When it comes to selling a self-storage facility, operational expenses are among the most important considerations for buyers, lenders, and appraisers. The amount of operational expense is directly related to the net operating income generated by a property. Interested parties will carefully consider the relationship between operational expenses and effective gross revenue for a facility that is being sold or where new financing is being pursued. Buyers will compare a subject facility’s historical expense structure with those currently or previously owned. Operational expenses will be projected into future periods. Theoretically, each $1 reduction in annual operating expense can translate into as much as $10 to $13 in value if the reduction is sustainable.

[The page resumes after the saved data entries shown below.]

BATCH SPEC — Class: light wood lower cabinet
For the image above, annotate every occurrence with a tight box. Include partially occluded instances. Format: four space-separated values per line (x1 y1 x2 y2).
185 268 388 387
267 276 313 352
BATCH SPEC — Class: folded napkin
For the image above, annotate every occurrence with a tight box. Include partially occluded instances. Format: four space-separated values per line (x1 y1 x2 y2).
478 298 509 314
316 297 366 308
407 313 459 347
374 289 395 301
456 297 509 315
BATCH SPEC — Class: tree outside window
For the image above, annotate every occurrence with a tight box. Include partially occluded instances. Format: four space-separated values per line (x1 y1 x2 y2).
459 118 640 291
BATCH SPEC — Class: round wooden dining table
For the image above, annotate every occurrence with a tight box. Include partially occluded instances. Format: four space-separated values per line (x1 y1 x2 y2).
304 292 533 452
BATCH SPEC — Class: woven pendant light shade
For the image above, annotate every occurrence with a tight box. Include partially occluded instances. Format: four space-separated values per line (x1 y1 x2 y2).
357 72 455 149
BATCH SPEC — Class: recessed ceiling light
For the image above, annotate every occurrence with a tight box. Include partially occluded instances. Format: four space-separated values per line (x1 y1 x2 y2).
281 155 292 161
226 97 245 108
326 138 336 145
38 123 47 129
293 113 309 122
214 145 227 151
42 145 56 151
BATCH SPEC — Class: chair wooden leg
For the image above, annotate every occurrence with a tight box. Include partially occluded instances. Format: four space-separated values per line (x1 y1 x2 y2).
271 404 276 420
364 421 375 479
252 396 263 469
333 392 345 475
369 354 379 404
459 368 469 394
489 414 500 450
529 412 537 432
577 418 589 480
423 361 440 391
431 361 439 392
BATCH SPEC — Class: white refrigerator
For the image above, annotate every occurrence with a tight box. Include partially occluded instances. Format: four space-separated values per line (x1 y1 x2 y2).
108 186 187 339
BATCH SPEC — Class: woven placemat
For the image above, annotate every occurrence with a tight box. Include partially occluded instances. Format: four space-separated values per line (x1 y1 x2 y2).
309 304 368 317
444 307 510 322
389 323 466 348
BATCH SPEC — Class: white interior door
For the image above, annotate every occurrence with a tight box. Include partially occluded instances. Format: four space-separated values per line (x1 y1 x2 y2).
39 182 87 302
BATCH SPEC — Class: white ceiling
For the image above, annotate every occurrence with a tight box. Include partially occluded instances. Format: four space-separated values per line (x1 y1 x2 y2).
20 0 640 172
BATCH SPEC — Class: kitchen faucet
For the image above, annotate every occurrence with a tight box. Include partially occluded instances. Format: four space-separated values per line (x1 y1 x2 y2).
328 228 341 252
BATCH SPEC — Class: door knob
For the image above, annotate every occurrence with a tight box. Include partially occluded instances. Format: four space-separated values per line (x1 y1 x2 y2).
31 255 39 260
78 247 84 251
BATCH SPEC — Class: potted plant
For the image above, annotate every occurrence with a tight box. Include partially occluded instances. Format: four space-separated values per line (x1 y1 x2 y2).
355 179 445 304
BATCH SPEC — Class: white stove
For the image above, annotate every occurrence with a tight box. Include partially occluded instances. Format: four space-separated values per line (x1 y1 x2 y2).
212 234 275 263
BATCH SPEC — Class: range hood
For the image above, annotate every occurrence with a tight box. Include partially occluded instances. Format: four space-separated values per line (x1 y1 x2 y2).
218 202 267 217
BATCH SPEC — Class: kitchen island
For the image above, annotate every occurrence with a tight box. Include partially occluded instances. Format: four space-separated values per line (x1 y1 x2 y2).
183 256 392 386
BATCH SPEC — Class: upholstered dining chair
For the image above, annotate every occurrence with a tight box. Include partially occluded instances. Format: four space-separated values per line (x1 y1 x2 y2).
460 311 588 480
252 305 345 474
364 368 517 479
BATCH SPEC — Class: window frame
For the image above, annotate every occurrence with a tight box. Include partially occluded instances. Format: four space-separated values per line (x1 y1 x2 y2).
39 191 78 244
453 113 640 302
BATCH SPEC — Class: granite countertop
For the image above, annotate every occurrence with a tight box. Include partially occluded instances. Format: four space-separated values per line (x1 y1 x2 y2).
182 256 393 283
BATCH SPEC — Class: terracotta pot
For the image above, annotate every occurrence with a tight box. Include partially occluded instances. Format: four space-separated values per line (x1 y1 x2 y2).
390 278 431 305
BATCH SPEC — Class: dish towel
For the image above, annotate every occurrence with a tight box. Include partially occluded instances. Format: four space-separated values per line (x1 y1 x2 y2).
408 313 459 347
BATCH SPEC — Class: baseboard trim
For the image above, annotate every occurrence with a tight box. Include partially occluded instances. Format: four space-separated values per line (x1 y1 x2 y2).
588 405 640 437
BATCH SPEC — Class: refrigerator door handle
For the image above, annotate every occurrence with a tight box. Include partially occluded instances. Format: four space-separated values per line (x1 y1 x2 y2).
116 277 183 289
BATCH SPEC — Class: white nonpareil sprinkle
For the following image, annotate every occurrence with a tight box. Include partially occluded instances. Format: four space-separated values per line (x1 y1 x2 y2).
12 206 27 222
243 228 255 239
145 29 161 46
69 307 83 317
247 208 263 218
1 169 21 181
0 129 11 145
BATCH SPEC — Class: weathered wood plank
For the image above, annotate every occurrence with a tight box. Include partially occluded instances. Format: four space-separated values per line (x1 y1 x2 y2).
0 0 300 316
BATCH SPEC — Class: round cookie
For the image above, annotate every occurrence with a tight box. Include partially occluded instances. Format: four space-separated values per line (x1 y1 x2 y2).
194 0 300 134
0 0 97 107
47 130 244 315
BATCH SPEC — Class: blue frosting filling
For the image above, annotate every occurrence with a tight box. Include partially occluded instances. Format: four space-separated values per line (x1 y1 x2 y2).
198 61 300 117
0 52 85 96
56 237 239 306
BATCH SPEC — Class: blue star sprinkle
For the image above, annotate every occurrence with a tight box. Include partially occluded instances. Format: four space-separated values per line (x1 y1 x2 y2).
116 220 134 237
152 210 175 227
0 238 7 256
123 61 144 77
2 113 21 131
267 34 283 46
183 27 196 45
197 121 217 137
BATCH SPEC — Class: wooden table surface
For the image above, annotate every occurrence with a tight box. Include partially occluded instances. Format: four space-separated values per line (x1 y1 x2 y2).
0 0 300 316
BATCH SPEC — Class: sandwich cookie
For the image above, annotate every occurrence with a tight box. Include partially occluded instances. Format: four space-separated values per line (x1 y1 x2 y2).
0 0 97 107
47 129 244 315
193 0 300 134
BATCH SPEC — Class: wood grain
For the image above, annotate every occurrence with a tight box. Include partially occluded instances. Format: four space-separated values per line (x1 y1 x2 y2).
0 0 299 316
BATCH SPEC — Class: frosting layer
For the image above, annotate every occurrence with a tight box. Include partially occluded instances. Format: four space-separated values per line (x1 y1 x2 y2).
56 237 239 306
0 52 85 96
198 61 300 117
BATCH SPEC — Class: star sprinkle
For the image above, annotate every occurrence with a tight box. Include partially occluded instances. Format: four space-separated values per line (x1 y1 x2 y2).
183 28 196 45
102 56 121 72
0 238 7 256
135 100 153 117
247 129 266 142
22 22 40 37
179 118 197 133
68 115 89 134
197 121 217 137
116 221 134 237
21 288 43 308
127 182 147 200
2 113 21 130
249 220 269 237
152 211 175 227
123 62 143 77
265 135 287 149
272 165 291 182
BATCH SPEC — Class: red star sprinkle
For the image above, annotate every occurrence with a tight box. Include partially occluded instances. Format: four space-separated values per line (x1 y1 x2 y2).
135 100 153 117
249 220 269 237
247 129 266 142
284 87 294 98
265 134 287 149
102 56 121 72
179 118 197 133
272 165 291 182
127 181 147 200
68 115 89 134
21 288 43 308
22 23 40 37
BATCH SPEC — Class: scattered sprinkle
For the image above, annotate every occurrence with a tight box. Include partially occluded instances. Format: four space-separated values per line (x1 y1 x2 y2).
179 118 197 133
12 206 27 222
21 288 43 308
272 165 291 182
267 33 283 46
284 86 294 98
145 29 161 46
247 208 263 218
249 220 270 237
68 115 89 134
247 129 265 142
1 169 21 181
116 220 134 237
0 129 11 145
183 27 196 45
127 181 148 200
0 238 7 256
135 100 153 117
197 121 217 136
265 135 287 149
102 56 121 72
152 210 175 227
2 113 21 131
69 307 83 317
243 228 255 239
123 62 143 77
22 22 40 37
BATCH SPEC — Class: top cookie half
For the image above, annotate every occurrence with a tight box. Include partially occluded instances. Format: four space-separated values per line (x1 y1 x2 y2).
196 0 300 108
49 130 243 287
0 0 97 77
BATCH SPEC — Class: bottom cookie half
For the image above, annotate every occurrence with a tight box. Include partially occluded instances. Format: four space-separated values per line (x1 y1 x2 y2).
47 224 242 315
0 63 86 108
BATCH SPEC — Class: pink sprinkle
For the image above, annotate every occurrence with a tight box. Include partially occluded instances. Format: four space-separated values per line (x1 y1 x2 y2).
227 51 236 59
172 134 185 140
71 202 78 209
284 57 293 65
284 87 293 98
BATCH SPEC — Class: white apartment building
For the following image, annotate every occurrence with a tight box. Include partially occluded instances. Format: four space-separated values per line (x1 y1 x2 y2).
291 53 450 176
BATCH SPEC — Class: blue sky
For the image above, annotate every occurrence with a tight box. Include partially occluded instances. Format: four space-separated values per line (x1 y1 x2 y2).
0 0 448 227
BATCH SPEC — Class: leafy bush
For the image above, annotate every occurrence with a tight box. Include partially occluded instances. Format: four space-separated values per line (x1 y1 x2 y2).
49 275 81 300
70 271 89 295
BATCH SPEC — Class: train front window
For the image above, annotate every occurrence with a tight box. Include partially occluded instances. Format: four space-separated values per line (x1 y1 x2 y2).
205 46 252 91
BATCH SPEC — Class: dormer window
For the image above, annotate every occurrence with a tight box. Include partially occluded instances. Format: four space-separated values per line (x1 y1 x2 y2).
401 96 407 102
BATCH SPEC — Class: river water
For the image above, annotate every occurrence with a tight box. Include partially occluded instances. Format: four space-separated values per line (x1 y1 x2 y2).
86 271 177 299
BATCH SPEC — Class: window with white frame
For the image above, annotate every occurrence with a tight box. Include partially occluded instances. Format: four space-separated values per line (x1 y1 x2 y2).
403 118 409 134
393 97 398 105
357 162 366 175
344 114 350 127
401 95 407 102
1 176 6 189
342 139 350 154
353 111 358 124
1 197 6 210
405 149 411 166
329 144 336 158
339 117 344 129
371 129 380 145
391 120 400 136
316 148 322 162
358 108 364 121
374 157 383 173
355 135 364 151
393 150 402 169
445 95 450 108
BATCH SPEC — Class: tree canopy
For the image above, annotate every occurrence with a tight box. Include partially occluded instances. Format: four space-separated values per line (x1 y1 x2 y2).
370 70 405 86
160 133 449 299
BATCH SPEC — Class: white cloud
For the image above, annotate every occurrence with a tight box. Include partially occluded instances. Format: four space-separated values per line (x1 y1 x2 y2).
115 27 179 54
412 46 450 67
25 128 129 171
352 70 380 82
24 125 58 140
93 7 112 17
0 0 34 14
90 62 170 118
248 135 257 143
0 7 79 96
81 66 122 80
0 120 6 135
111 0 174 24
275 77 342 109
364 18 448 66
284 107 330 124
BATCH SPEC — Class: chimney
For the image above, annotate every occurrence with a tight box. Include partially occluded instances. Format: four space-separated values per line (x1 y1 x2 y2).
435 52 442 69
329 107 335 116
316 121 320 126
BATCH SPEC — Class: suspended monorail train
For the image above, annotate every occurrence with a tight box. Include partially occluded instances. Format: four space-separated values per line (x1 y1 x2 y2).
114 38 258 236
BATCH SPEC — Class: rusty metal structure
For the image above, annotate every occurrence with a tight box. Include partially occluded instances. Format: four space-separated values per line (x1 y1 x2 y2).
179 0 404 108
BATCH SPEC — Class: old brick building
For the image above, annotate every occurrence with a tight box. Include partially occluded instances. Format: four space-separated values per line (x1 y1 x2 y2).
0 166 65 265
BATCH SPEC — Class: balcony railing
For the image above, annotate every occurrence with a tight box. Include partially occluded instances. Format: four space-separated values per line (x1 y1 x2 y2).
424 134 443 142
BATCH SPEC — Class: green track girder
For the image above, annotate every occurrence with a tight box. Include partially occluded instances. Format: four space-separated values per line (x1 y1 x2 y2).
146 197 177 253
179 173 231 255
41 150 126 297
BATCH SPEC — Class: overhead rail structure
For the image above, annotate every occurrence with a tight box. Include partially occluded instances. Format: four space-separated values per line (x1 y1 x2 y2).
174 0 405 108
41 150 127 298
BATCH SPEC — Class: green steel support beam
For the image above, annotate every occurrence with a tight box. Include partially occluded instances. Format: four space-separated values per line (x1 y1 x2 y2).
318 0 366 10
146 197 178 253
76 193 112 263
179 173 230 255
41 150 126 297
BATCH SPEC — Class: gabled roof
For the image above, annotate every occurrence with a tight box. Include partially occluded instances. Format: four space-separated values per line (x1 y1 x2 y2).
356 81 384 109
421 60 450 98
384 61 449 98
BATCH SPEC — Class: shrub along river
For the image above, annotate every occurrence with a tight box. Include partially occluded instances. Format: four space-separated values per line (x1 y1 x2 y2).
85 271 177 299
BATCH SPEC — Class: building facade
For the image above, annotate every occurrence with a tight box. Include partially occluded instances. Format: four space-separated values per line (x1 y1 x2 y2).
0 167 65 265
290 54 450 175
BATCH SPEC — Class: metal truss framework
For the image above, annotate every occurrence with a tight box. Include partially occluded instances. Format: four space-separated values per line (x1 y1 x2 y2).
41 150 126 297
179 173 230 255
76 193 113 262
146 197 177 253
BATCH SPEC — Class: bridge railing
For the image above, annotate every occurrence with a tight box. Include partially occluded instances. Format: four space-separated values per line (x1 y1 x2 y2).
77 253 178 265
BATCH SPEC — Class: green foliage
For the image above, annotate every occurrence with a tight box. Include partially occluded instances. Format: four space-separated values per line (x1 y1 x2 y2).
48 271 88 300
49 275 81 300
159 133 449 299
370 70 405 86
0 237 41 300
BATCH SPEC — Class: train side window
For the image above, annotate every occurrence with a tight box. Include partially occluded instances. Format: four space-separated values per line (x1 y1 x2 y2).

Consequently, self-storage owners considering a sale of a facility should carefully manage its operational costs to maximize sale proceeds. Likewise, owners considering a refinancing will maximize loan proceeds by optimizing the cost structure. The good news is that carefully managing operational costs will benefit an owner regardless of whether a sale or financing is consummated, because cost reduction ultimately results in higher cash flows to the current ownership. In other words, if a facility never sells, the owner will still benefit from operational expense reductions.
Understanding The Variables
Operational expenses vary significantly among self-storage facilities. Some operate at 30 percent of gross revenue with others at as much as 54 percent. Of course, there are several reasons for such a broad range. Facilities located in smaller markets tend to fall in the low end of the range; conversely urban facilities in major markets will tend to fall in the higher end.